DORI MONSON

Transportation analyst says congestion pricing devastates the poor

May 31, 2019, 2:54 PM

Viadoom, transportation...

(Michael Simeona)

(Michael Simeona)

According to Mariya Frost, director of the Washington Policy Center’s Coles Center for Transportation, the City of Seattle’s congestion pricing plan will bring financial heartache for one group specifically — low-income residents.

As outlined in a preliminary report, the city is looking at implementing a congestion pricing program — charging drivers every time they drive into downtown Seattle — to reduce carbon emissions and encourage public transit use, biking, and walking.

Other cities around the world, such as London, Stockholm, and Milan, have congestion pricing systems, but unlike Seattle, these are cities with more than one metro line running through them. The other North American cities currently considering a congestion pricing plan — New York City, San Francisco, and Vancouver — also have fully developed subway and light rail systems with multiple lines.

Besides the Seattle Department of Transportation, the Puget Sound Regional Council and Sound Transit have also looked into or expressed their support for charging drivers based on how much they drive. Last year, the state conducted a road usage charge pilot program to test how well a system of charging drivers per mile traveled would work.

Could pay-per-mile road usage charge lead to state automating speeding tickets? 

Supporters of congestion pricing and road usage charges hail these as a quasi-socialist policies that take money from wealthier classes and transfer it to areas that benefit the poor, such as public transportation projects.

But for Frost, who was born in what was then the U.S.S.R., that argument sets off alarm bells.

“My family and I immigrated here from Russia to get away from this system, and I cannot even believe that  we are having this conversation in America, trying to explain to people why socialism is not a moral good, why taking hard-earned wealth from one group of people and redistributing it to another group is theft,” she said to KIRO Radio’s Dori Monson.

She looks at not just the transfer of wealth through taxation as a socialist policy, but also at the transfer of transportation methods, such as taking travel lanes from drivers and giving them to cyclists.

Congestion pricing is devastating for those who cannot afford to live in central Seattle and must commute to work from 30 miles away every day, Frost said.

“By talking so favorably about what are effectively socialist policies, and leveraging road usage charge money in this way, it tells me that public officials are completely out of touch with how most of the region lives and travels, and what they value, which is personal freedom,” she said.

With Seattle’s affordable housing shortage at an all-time high, Frost said that she and her family find it challenging to afford to live near Tacoma, let alone Seattle. It’s hypocritical, she said, to kick the people forced out of Seattle when they’re already down.

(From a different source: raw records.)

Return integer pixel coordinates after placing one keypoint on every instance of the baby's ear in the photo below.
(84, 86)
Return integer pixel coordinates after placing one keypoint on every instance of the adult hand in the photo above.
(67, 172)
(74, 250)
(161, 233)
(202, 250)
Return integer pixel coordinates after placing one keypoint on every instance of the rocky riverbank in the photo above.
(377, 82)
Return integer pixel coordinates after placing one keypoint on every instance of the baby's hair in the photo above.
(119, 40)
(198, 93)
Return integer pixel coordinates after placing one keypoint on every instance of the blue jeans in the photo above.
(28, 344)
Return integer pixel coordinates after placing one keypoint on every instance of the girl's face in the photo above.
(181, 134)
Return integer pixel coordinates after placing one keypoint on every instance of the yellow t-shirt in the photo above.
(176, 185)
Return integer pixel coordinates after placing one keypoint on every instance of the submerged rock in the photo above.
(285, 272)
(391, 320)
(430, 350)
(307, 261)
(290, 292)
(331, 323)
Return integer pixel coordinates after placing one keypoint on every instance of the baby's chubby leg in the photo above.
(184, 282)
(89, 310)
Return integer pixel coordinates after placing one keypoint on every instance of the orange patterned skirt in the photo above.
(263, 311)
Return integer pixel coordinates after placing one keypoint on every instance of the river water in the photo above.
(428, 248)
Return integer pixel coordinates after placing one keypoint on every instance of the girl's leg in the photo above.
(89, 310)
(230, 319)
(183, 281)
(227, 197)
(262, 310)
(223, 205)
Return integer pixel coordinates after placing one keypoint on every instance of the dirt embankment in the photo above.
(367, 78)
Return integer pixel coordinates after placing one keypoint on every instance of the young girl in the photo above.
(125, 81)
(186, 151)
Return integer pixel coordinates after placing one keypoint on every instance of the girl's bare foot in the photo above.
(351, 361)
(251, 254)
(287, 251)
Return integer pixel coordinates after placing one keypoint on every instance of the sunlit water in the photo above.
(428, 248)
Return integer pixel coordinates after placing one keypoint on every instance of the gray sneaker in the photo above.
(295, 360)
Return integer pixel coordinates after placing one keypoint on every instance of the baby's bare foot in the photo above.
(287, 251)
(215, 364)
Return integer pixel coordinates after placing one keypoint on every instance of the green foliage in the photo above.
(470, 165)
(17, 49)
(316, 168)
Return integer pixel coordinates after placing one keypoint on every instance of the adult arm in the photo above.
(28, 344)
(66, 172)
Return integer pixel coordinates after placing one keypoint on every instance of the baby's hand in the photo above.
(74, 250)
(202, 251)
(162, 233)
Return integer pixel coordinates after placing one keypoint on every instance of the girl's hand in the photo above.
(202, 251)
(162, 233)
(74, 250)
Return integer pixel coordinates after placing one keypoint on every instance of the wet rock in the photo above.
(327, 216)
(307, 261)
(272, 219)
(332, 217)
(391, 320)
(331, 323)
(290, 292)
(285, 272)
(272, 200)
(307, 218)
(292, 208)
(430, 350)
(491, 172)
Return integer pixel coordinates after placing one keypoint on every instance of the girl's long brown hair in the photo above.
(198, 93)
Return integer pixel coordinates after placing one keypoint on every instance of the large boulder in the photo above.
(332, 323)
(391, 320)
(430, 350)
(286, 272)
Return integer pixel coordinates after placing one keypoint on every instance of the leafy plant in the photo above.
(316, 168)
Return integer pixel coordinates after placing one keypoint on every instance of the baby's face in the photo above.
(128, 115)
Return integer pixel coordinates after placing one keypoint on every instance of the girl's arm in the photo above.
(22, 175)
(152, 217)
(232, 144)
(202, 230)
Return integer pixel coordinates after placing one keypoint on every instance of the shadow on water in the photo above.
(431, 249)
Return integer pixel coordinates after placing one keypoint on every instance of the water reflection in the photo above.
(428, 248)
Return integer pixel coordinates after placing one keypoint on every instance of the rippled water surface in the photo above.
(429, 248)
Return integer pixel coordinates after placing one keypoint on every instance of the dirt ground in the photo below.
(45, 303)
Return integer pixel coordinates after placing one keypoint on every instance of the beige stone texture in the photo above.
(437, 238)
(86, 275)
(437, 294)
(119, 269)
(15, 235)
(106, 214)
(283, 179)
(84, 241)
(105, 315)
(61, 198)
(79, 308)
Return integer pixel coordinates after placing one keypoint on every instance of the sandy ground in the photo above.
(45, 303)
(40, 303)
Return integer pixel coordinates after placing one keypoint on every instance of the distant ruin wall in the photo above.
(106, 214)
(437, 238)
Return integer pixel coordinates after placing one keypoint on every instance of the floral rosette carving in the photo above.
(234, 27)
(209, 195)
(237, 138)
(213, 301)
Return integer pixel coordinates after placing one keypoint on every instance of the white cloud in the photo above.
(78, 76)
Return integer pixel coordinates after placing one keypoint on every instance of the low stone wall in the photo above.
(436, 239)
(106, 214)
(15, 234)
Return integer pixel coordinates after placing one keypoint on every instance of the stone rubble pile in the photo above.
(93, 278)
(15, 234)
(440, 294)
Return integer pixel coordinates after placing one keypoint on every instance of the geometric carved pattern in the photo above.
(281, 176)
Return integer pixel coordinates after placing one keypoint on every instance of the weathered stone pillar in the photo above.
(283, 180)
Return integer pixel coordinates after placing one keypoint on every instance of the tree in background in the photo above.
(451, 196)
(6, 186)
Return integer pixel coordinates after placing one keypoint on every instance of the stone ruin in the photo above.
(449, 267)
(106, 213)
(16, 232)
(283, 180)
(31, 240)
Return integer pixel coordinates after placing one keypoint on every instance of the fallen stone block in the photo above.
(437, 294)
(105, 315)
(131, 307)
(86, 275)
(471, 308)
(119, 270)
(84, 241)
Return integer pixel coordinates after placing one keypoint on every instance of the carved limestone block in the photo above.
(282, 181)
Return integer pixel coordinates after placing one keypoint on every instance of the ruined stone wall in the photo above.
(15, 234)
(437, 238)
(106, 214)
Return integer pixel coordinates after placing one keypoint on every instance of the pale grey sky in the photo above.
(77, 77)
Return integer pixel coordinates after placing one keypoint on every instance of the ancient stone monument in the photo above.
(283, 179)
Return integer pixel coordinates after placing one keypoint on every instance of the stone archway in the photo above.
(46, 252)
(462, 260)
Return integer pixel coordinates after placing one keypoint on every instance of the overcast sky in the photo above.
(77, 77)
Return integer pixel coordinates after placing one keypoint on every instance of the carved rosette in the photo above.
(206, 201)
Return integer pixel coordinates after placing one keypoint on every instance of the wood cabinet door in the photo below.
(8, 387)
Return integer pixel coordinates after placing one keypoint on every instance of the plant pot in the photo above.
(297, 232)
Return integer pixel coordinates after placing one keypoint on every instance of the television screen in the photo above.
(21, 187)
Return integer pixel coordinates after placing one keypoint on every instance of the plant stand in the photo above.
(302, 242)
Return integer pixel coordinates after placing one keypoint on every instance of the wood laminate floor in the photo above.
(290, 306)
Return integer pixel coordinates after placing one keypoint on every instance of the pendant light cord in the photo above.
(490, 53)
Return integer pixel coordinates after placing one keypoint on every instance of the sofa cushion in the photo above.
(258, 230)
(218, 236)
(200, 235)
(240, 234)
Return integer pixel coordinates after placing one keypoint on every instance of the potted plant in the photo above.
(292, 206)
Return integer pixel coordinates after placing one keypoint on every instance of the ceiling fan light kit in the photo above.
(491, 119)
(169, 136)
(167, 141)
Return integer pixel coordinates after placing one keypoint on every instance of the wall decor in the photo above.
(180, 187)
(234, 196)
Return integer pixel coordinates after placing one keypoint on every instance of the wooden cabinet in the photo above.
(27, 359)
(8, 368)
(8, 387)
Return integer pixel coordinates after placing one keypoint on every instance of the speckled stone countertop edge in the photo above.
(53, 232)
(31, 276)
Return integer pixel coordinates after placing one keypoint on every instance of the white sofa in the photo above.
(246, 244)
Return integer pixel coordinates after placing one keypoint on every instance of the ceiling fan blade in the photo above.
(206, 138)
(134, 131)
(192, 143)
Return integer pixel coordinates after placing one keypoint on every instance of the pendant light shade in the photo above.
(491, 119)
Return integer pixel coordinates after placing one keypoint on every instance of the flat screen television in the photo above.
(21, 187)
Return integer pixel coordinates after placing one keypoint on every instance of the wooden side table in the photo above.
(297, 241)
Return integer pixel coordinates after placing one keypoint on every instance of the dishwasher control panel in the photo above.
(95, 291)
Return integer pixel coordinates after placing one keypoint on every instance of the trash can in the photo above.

“Sound Transit and the Puget Sound Regional Council and all these other folks claim to care about the poor, when in fact their policies and their projects have a [disproportionate] impact on the poor,” she said. “They’re displacing the poor and making it impossible for the rest of us to be able to afford anywhere near our places of work.”

In its report, SDOT acknowledged the detrimental effect that congestion pricing could have on people with lower incomes. The city promised to use community engagement to hear those residents’ voices and create a fair pricing system.

Other cities’ experiences have demonstrated that there can be unintended consequences to congestion pricing. Without a clear focus on social and racial equity, pricing can burden low income people with new costs, just when skyrocketing housing costs are forcing many to move to the suburbs where driving may be the only option for most trips.

Ideas mentioned in the report included providing low-income residents with free or discounted transponders, as well as toll discounts or credits.

However, congestion pricing is not the only way in which transportation departments hurt the poor and working classes, Frost said — she pointed to WSDOT’s toll lanes on I-405 as another punishment for commuters.

In order to remain past their initial trial period, the I-405 toll lanes were originally supposed to fulfill the goals of paying for themselves and operating at a minimum speed of 45 miles per hour 90 percent of the time. As Frost explained earlier this year, the toll lanes have met the payment requirement, but only hit 45 miles per hour 81 percent of the time.

However, a bill passed this session in the Legislature amended the language so that the toll lanes only needed to meet one of the requirements.

The tolls are “another punitive tax on drivers that we are going to have to pay with no real accountability, no improvement to our commute, because the promise for an improved commute was completely gutted,” she said.